It's a known fact that many dogs are more aggressive when on the leash than they are when off leash. This is generally blamed on the restriction of being leashed. However, I suspect the problem has more to do with how humans act when dogs are on leash than the restriction of the leash. Over time, this may result in superstitious behavior on a dog's part when leashed, but only because humans have trained this behavior. When a dog is leashed, humans usually expect them (and train or force them) to behave politely according to human standards - these standards are often aggressive by dog standards. For instance, humans consider walking in a straight line to be polite and usually insist on it, dogs view doing so in the territory or presence of another dog as rude.  Dog standards call for arching. Humans usually want to walk through an area briskly - particularly if another dog is barking at them; dogs consider sniffing to be the polite, and non-aggressive, response. People often encourage leashed dogs to greet each other by touching noses, again this can be a signal of aggression - a polite dog greeting is a quick tail sniff. Finally, I've often seen dogs who feel threatened attempt to hide behind their owner, only to have the leash shortened so they are forced to come stand beside their owner.

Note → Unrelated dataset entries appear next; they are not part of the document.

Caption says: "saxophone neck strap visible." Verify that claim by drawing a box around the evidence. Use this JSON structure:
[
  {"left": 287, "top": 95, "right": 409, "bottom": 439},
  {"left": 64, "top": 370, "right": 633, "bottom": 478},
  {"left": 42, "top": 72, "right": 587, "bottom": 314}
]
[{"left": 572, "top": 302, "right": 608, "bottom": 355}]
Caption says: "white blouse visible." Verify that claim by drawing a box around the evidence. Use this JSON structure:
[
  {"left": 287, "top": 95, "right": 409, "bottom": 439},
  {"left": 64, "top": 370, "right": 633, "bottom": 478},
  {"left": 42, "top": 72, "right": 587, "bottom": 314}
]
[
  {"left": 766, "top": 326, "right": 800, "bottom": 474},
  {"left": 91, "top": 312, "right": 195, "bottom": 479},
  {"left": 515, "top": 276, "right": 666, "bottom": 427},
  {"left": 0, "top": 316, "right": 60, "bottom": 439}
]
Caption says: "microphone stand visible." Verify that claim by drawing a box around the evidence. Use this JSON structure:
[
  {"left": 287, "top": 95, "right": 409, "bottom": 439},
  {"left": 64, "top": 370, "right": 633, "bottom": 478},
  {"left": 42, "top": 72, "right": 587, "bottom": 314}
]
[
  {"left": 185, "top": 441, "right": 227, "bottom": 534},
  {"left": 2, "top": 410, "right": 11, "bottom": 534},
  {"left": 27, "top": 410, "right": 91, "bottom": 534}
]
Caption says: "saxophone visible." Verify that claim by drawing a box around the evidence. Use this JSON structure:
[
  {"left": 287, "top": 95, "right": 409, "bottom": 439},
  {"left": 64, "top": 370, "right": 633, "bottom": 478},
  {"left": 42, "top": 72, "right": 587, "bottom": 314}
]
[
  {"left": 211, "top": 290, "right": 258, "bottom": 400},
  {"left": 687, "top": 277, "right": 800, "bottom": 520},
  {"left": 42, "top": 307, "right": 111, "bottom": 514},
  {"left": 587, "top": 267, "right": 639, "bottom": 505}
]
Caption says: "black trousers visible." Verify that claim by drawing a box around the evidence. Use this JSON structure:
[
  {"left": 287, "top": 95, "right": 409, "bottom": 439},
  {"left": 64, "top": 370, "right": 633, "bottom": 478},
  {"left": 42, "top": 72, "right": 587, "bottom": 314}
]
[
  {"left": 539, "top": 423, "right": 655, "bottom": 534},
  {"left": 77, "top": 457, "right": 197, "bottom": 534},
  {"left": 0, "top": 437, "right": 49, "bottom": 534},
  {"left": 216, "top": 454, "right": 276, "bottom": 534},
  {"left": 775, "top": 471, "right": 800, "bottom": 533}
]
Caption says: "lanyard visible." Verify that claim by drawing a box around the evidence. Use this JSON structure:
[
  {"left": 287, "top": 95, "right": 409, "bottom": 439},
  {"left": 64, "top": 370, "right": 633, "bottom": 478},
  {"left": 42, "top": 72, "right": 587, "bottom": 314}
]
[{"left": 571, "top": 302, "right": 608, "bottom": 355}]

By forcing dogs to act in an aggressive manner and discouraging retreat behavior when on leash, you are ruling out the option to appease or submit to another dog and limiting dogs' options to escalating the aggression. So, what can we do to not teach leash aggression? We can encourage our dogs to sit perpendicular to the path or arch ourselves when passing another dog. We can allow - and even encourage - sniffing in the presence of other dogs, particularly dogs who appear threatened or aggravated by our presence. We can be our dogs' advocates and protect them from other dogs. We can encourage polite dog greetings and remove our dog from situations with rising aggression. Of course, if you have already trained your dog to be leash aggressive, it will take longer to turn things around than if you start from the beginning encouraging non-aggressive behavior even, and especially, on-leash.